Here is one of society’s “taboo” topics that we really do not like to talk about. So we will keep this article mercifully brief.

Urinary incontinence – the involuntary passing of urine – is common. It is thought to affect a third of adults over 60. Women are affected twice as often as men and the problem is more common (but not inevitable) as we age. Women who have had vaginal births are most at risk. Obesity and sedentary living and alcohol-abuse are all clear risk factors.

There are various types of incontinence, and many patients have mixed-cause incontinence. A full assessment that includes abdominal, rectal, and vaginal examination as well as some tests like ultrasound-imaging, will be needed to assess the situation. Treatment options include lifestyle changes, pelvic muscle exercises, medications, assistive devices (e.g. pessaries inserted vaginally) and surgery. Various absorbent pads (adult diapers) are often used. A family doctor is the best person to see initially, but referral to specialist urologists, gynaecologists, and others, is likely.

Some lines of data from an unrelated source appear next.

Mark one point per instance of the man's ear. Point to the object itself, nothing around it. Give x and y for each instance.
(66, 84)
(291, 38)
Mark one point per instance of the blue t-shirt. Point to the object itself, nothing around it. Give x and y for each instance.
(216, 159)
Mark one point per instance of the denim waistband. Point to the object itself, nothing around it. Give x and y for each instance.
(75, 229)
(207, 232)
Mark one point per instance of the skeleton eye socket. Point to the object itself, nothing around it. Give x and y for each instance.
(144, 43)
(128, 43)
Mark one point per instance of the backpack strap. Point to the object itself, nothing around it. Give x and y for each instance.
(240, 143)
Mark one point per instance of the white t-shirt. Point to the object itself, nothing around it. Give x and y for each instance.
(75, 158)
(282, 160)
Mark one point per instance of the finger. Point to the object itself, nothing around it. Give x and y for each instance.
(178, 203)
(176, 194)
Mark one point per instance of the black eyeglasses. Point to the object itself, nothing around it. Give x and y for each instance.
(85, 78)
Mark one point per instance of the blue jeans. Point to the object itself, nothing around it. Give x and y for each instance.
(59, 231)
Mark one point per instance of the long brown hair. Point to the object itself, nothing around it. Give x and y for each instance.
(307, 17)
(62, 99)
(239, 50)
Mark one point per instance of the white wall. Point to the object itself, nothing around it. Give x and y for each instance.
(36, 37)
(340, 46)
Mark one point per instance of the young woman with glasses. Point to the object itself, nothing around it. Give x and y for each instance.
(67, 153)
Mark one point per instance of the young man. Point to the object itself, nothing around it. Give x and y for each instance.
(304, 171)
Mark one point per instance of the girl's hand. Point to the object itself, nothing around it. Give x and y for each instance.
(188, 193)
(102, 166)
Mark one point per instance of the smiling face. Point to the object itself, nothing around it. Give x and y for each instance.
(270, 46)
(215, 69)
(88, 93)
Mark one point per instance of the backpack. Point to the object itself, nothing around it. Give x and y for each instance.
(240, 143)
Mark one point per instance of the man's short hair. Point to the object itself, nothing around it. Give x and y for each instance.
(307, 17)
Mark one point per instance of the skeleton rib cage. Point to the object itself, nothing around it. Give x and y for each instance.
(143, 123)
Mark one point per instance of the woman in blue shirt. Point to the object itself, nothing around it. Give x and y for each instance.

Treatment results are mixed, and a lot depends on the underlying cause as well as the patient’s general health. A combination of exercises, lifestyle changes, and surgery is often quite helpful.

The message here is simple: urinary incontinence is a distressing, important, and common condition. It causes much suffering and is among the main reasons for admission to institutional care in the elderly. It is something we should try to be less hesitant to discuss since it is very likely to affect us or those we care for, now or in the future.